Свист чайника напоминает мне о том, что я всё ещё здесь, на земле, и изменилось только мироощущение. Подняв глаза, я вдруг замечаю мутные очертания человека — темное пятно на полотне света. И в сердце щемит до боли, слезы наворачиваются на глаза с новой силой, а я опускаюсь на пол. Я уже не верю тому, что вижу. Я больна, серьезно и неизлечимо. Но я чувствую его руки на своих плечах и спокойный холодный голос.
Я боюсь увидеть, боюсь упустить, но с жадностью внимаю этому голосу. Пусть это лишь иллюзия, но только она мне и нужна. Я не хочу больше такой жизни.
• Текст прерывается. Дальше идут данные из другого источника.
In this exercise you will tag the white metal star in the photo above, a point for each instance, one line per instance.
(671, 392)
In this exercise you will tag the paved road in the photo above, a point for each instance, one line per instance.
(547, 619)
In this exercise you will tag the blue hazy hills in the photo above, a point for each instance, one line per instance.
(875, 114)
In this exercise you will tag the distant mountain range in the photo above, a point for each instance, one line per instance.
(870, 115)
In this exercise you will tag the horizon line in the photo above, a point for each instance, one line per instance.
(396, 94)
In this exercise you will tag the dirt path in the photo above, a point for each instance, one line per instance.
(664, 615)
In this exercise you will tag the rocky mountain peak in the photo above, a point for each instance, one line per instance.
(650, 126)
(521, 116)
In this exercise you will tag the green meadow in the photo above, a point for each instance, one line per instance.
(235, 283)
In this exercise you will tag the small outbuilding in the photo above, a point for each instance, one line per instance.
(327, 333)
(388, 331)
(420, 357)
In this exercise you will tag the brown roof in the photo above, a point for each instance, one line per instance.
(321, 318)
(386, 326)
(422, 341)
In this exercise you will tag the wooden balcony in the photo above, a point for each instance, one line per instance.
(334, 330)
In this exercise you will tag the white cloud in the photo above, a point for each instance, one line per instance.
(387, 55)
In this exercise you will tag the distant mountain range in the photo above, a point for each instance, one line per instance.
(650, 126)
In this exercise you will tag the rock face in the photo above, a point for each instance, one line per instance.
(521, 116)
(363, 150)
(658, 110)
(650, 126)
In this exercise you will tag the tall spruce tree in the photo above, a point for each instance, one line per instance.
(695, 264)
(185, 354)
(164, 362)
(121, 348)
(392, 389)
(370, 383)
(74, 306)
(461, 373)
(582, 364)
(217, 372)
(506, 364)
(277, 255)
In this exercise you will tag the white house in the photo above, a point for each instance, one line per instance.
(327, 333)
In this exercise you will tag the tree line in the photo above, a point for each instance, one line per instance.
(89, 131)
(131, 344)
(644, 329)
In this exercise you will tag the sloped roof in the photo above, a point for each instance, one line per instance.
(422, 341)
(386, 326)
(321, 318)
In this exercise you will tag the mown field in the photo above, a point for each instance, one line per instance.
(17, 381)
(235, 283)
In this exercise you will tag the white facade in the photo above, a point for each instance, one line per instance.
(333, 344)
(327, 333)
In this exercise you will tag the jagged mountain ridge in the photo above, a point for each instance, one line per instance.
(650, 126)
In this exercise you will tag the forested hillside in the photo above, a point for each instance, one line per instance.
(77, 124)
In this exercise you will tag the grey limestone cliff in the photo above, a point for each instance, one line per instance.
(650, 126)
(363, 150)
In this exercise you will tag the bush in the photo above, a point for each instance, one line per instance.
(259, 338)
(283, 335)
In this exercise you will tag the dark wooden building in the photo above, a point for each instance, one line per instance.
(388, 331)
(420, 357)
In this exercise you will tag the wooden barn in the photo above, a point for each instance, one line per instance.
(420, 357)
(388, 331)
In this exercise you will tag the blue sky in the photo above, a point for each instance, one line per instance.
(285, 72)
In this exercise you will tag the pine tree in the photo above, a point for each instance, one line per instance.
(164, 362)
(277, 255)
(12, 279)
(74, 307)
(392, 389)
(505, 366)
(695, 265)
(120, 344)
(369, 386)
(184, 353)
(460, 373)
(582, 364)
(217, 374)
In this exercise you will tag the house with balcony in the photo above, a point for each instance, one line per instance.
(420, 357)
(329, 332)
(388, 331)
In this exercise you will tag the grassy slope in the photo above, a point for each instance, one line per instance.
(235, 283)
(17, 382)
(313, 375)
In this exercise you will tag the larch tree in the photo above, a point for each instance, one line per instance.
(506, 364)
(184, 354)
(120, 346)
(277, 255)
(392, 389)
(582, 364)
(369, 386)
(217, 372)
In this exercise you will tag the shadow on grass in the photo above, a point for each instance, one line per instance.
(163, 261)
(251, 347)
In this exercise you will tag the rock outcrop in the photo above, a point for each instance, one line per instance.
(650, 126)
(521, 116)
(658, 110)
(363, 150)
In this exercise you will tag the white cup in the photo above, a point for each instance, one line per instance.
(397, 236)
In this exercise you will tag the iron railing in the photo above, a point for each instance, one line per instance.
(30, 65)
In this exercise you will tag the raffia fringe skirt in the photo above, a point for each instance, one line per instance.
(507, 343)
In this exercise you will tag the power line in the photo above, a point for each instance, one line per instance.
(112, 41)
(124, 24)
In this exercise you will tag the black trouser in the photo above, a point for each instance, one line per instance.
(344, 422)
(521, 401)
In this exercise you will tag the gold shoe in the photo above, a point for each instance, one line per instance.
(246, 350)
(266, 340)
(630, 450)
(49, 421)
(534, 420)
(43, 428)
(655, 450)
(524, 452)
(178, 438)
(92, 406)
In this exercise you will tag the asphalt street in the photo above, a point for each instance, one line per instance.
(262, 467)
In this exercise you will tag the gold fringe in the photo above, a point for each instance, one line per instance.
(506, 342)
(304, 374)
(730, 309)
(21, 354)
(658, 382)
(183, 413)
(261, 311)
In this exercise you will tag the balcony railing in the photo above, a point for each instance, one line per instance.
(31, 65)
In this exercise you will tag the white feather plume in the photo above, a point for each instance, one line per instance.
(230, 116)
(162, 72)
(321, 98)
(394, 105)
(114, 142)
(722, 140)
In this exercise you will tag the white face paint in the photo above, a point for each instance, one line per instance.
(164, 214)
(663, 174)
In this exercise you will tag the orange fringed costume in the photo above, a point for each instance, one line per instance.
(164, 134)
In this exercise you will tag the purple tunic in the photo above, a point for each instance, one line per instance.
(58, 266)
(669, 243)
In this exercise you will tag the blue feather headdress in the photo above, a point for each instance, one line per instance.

Плач переходит в истерику, и я мечусь на полу, в его объятиях, постепенно понимая: он и вправду вернулся, ради меня.
Холодные пальцы касаются моей щеки и плавно блуждают по коже. Шею опаляет горячее дыхание, и я уже не могу терпеть. Распахнувшись вновь, мои глаза встречают взгляд родных серых глаз, смотрящих на меня с тревогой и тоской.
— Ох, Том. Я так долго ждала тебя, — не перестаю повторять я, когда он поднимается и берет меня на руки. В его объятьях я чувствую, как бесконечное спокойствие разливается по телу, и он дарит мне свой поцелуй. Его мягкие губы касаются моих, и я уже не чувствую себя потерянной душой. В этом поцелуе сам мрак ночи, увлекающий за собой. В этом поцелуе конец моих страданий. В этом поцелуе весь он, мой Том Реддл.